In an inspiring show of force, Connecticut cities and towns are now united in a regional approach to help save Hartford City from an impending bankruptcy.

In a statement to Fox 61 last Monday, Hartford Mayor Luke Bonin stressed his preference for averting a possible Chapter 9 filing, but admits that the city’s excessive reliance on property taxes as the primary source of local revenue has made the situation extremely hard.

According to Bonin, Hartford does not have assets that can be liquidated. Essentially, the city only has a lot smaller number of assets in comparison to other cities and towns.

The slump has affected the delivery of social services in the city. The first-term Mayor recognizes the city’s $50 million budget deficit has had a huge impact on the delivery of basic social services to city residents, a situation that could deteriorate further if the city gets slapped with another $50 million shortfall next year. However, Bonin remains firm in avoiding spending cuts or increasing taxes to address the shortage.
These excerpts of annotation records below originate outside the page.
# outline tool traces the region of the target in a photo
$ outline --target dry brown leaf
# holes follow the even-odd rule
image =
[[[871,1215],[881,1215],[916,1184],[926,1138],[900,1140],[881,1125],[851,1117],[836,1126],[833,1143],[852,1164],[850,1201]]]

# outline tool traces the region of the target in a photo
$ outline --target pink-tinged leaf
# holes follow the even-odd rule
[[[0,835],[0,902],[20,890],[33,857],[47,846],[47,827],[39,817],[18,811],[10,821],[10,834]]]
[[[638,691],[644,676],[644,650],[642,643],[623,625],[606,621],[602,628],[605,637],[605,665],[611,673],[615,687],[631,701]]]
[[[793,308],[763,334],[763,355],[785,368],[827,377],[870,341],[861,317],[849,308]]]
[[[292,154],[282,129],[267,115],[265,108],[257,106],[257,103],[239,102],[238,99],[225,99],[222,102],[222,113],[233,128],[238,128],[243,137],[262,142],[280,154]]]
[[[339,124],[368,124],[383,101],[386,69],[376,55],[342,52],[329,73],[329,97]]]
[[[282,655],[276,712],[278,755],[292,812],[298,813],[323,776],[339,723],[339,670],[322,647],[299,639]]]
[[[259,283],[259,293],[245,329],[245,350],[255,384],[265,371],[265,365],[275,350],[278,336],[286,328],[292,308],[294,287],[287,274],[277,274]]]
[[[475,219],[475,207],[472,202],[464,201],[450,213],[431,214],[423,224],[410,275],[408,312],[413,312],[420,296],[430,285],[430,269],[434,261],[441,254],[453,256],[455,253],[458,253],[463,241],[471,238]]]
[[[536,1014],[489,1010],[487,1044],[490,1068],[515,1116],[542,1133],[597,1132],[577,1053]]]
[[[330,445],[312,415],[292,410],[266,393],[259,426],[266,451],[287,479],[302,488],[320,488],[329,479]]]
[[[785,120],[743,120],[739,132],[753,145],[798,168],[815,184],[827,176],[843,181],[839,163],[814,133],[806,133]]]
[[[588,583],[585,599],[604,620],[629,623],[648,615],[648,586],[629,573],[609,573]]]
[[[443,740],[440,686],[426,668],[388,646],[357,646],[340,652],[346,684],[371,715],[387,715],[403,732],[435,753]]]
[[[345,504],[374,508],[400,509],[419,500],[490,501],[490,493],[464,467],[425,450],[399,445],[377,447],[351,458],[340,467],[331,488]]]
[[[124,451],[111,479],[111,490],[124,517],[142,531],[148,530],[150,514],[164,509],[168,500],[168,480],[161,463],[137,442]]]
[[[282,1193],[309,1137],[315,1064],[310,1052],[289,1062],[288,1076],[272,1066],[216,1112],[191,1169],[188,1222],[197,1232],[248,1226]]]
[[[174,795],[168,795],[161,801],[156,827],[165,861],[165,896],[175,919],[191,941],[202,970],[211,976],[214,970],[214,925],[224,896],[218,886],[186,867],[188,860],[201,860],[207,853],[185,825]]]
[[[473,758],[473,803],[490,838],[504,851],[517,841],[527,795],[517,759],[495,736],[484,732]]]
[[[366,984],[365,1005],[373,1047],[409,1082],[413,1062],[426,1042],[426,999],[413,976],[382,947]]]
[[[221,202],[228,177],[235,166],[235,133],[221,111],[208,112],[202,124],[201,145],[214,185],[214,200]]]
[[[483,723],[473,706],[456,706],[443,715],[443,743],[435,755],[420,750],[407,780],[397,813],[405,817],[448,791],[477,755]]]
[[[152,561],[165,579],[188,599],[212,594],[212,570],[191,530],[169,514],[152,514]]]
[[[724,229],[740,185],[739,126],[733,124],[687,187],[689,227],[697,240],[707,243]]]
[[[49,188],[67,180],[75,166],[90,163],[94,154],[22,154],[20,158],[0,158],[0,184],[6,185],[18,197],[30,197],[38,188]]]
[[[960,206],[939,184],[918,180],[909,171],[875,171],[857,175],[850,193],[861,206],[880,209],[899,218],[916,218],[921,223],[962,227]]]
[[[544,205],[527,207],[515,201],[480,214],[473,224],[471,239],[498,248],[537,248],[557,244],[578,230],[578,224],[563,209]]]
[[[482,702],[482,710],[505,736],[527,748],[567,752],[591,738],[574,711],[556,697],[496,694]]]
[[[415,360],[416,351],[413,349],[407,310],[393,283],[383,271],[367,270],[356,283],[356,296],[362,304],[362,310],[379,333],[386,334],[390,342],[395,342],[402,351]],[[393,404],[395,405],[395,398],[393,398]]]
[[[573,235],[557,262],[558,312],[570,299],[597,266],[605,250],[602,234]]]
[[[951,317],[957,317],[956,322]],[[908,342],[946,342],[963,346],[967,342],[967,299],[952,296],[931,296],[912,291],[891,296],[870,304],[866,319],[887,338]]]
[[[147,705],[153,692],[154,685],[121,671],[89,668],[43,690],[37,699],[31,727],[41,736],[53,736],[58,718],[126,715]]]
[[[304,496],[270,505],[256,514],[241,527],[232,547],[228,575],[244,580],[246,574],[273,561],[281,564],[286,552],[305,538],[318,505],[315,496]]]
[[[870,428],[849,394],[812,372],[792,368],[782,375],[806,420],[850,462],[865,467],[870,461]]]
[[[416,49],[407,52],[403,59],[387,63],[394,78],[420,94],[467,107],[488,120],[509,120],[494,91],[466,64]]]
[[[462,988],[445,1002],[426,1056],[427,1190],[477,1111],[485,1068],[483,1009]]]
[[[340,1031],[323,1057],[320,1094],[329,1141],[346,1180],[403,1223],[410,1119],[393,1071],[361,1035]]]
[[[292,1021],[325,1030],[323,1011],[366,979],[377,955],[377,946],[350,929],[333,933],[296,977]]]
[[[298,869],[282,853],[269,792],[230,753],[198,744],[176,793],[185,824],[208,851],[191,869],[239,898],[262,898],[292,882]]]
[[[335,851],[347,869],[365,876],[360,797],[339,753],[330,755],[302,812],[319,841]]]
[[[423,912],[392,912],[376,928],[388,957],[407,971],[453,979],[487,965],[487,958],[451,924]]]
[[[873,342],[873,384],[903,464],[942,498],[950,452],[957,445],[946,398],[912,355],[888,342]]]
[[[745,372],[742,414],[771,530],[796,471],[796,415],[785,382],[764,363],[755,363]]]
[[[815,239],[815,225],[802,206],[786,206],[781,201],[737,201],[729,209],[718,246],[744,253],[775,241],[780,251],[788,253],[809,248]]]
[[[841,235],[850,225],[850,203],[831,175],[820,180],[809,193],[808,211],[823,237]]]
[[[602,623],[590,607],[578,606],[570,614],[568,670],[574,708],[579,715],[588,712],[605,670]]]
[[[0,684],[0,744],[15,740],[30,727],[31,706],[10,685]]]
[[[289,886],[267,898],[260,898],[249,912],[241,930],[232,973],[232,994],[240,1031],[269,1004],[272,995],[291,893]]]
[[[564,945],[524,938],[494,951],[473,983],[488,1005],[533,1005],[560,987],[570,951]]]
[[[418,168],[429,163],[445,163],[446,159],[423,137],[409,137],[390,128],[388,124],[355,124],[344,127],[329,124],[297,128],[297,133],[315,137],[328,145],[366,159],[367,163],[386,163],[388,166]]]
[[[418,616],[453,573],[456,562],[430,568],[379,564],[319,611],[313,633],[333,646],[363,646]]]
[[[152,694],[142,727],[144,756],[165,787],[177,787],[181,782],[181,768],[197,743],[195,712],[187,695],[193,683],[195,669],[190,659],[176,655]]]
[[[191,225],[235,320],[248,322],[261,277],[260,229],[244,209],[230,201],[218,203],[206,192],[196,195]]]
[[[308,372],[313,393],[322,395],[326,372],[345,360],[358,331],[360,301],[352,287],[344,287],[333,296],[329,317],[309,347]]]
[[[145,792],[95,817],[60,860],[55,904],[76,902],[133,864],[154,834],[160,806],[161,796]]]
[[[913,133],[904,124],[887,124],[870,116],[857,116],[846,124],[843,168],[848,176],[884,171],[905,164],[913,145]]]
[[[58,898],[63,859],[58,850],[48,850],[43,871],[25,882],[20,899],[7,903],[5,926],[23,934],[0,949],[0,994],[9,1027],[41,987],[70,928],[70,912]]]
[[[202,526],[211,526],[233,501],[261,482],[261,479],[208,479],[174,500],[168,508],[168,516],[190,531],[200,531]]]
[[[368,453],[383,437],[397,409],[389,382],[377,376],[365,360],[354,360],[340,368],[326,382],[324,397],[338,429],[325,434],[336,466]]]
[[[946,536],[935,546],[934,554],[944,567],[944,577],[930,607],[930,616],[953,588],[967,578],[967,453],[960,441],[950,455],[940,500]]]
On the other hand, Connecticut Conference of Municipalities member Kevin Maloney remains optimistic, saying that Hartford’s impending bankruptcy can be avoided by taking what he calls a “regional approach” to the problem.  In line with this, a board of leaders from surrounding cities like New Haven, Bridgeport, Waterbury, as well as nearby suburban towns has already been convened. The panel is set to convene once a month to iron out the implementation of the proposed regional approach.

Chapter 9 refers to a bankruptcy option that protects struggling towns or cities from ruin via a recovery plan jointly formulated by the town and its creditors. This plan outlines ways on how to help the town settle its existing financial obligations, while preventing the creditor from forcibly liquidating a struggling town’s assets.